I like Patrick Morley’s definition of accountability, and how he divided the definition into helpful parts:

“Accountability is to be regularly answerable for each of the key areas of our lives to qualified people.”

*Regularly (implies consistent, ongoing contact)                   *Answerable (I give someone else the permission to ask me hard questions.)

*Key Areas  (relationship with God, spouse, kids; use of money/time; moral/ethical behavior; and areas of personal struggle)

*Qualified People (mature persons who will keep confidences)

 

Here are questions I gave my accountability partner to ask me every other week.  Adapt them to your own situation.
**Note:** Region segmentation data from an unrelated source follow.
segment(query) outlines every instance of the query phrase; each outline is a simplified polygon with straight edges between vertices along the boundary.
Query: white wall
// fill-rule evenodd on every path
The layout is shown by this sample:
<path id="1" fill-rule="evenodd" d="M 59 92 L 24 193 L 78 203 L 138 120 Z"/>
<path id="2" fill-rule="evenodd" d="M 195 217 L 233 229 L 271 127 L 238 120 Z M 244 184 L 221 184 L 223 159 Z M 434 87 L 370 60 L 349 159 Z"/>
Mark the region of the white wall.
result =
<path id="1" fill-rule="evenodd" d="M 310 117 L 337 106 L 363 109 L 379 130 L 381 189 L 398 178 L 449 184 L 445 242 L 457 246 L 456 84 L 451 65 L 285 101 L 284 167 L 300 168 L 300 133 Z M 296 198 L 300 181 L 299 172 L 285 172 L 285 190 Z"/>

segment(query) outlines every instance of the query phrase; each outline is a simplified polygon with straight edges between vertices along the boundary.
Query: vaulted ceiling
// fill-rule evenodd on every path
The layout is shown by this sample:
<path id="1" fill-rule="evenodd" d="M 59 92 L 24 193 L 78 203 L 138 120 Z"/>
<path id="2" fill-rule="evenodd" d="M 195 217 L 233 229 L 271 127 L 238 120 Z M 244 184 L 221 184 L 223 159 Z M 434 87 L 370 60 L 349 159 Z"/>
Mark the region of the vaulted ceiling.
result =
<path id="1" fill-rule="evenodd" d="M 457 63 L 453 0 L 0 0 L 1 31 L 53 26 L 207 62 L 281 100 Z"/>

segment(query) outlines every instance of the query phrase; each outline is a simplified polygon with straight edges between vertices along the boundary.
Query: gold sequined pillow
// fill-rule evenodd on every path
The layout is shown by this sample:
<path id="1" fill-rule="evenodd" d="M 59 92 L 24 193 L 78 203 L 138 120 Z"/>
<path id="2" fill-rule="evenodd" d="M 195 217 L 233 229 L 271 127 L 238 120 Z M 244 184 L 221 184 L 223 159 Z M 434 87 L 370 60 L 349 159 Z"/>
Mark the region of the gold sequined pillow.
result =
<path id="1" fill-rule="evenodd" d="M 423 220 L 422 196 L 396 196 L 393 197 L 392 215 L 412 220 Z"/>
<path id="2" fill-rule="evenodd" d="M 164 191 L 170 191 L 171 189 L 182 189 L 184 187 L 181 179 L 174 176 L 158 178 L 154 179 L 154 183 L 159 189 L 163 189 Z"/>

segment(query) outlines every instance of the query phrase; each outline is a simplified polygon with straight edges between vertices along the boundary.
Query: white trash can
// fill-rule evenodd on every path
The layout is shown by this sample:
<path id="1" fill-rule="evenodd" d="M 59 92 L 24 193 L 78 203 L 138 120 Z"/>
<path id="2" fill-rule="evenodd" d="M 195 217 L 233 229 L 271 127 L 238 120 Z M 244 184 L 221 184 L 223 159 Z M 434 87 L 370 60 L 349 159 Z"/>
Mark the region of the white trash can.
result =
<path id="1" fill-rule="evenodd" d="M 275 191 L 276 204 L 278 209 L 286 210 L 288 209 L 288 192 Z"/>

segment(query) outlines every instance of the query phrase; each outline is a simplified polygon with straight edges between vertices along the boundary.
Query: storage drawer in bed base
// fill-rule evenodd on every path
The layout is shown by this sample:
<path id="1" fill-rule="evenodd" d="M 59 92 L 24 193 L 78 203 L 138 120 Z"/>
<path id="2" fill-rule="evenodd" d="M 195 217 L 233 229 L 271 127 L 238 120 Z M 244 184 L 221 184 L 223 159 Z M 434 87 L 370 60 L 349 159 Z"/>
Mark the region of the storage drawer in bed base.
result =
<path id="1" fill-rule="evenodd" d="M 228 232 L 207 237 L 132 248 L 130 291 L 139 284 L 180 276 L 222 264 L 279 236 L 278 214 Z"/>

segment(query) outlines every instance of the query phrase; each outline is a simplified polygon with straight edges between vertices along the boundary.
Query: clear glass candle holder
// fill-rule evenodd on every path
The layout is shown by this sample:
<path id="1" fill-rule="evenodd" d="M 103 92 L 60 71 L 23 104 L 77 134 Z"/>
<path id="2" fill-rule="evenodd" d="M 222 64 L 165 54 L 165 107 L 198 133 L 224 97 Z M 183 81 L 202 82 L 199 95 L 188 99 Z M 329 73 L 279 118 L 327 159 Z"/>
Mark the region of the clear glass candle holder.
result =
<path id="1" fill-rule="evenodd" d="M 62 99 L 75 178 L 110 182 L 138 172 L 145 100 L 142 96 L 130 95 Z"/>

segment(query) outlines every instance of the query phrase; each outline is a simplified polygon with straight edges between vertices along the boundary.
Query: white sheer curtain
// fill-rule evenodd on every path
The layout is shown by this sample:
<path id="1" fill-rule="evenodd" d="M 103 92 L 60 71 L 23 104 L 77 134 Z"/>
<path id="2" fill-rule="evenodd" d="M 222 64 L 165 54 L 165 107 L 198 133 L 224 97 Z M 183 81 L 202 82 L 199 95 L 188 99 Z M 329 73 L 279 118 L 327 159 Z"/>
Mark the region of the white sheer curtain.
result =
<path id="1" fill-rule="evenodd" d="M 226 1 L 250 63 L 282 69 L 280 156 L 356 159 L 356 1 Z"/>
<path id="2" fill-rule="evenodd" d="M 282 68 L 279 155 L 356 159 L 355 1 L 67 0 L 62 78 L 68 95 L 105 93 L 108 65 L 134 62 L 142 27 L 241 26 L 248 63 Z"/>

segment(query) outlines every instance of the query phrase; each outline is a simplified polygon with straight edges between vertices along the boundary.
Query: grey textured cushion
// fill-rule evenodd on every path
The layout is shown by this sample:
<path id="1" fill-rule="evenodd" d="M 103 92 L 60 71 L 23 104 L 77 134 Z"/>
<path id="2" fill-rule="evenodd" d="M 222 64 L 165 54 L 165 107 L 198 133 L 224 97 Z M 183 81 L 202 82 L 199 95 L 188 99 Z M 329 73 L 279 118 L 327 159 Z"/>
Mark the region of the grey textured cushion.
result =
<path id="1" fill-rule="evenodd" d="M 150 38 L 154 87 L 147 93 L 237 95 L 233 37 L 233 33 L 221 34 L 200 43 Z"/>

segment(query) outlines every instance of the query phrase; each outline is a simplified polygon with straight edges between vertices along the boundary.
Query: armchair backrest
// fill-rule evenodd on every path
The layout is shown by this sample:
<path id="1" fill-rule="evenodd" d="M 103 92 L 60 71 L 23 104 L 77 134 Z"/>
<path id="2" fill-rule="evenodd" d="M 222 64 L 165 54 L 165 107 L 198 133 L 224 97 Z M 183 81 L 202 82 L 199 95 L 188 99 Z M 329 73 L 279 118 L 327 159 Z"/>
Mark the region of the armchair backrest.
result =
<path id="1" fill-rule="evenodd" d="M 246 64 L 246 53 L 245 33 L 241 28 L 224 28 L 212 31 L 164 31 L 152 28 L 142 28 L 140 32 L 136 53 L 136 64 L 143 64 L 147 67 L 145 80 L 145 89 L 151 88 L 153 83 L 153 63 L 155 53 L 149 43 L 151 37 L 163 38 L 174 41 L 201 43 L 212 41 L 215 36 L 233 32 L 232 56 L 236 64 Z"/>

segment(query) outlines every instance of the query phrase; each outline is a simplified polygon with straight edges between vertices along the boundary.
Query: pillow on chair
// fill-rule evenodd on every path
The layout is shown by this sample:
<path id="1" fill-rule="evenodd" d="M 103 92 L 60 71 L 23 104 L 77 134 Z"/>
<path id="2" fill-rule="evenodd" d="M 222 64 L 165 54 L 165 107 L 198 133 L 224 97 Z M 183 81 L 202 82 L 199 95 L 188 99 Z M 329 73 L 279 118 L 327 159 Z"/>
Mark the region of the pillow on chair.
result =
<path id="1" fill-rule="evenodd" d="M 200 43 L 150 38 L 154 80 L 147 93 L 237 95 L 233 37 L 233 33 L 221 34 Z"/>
  1.  Are you maintaining a regular time alone with the Lord in which you cultivate intimacy through prayer and Bible study?
  2. Did you say or do anything since we last talked that constitutes a breach of integrity?
  3. Did you spend adequate time investing in key relationships: spouse, children, close friends?
  4. Has your use of time been characterized by diligence in relation to work and ministry opportunities?
  5. Are you taking care of yourself physically through sound eating habits, exercise, and rest?
  6. Did you say, write, or do anything in relation to a member of the opposite sex that you wouldn’t want your spouse to know?
  7. Have you made yourself more vulnerable to temptation by what you’ve watched, read, or by letting your eyes linger for too long on someone other than your spouse?
  8. Did you speak negatively to someone about a third party who wasn’t present?
  9. In your speech or thought, have you detected an unforgiving spirit toward someone who has hurt you?
  10. Have you lied in response to any of the previous questions?

It is difficult to admit failure to a brother in Christ.  My image takes a hit.  But his encouragement and payers–and sometimes his challenges–keep the soil of my heart tilled and ready to bear fruit.

No one can finish well who takes a solo approach to Christian living.  Eventually, spiritual darkness descends on such a person. If no one is asking you the hard questions, who could you approach this week to serve in this capacity?  Choose wisely.  Find someone who will be both tough and tender.

 

As you read this article, how did God speak a personal word to you?  What is a logical response on your part to what He whispered to you?